LO2K polls the selected ports, checking for iButton insertion and removal. It replaces the Windows login prompt

ADVERTISEMENT

with its own message and, when it senses an iButton insertion, it downloads the user information and requests a PIN, also stored internally. The PIN value is entered along with the username and password when the iButton is first initialised. You can set a PIN length of four to eight characters, request only secure PINs comprising upper and lower case letters and numbers, and even use a screen keyboard to circumvent key-press sensing tools.

Intruders with a stolen iButton attempting to guess the PIN could be in for a long wait, as the iButton's internal circuit locks up for anything from 30 minutes to 24 hours after three failed attempts. Modification to an iButton also requires a separate administration PIN.

One issue with PC Immobiliser was that Lock-Out didn't run if an NT, 2000 or XP system was booted into Safe mode, but with LO2K you can now disable this. Be prepared for a fright though - you can still select this from the Advanced Options menu, but LO2K will force the system to hang with a blue screen and an 'inaccessible boot device' error.

Two actions are available on iButton removal - the user can be logged off or the system can be locked.
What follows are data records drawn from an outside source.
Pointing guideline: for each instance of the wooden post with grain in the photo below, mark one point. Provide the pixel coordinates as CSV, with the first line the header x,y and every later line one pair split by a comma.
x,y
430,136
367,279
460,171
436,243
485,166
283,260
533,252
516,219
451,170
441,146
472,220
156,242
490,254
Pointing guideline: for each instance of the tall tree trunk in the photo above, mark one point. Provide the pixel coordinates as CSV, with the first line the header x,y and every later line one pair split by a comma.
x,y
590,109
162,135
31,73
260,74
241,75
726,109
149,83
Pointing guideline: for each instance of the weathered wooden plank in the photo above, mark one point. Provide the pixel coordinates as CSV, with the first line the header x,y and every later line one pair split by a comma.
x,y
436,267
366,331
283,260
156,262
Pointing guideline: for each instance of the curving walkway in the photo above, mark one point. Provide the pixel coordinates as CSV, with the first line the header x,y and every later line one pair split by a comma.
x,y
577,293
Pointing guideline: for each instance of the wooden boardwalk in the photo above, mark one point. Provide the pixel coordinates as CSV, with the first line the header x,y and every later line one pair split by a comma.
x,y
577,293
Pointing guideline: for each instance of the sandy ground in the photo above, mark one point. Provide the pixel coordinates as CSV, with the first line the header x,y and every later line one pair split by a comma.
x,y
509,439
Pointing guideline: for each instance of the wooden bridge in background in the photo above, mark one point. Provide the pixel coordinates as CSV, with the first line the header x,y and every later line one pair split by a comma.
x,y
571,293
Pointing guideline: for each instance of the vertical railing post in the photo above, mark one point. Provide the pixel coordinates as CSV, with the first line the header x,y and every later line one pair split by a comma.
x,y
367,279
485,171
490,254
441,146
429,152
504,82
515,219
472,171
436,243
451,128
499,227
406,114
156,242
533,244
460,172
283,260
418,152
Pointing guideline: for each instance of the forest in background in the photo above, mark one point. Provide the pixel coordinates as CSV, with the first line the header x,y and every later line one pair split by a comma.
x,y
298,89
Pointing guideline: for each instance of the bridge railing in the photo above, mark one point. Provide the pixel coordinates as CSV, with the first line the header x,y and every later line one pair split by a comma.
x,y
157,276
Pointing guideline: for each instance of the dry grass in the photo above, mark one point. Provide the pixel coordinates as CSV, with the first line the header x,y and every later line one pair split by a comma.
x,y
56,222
Both methods worked fine during testing, and the former allowed us to swap easily from one user to another using different iButton tokens - an ideal solution for hot-desking. You can decide whether to allow both LO2K and Windows login access or restrict it to iButton holders only, and access permissions can be applied to any stored data. LO2K settings and options are also restricted to administrators only.

LO2K looks ideal for single users and large businesses alike. It provides a smart two-fold security system that requires the user's physical presence as well as a PIN and, as users don't need to know their Windows passwords, it simplifies administration.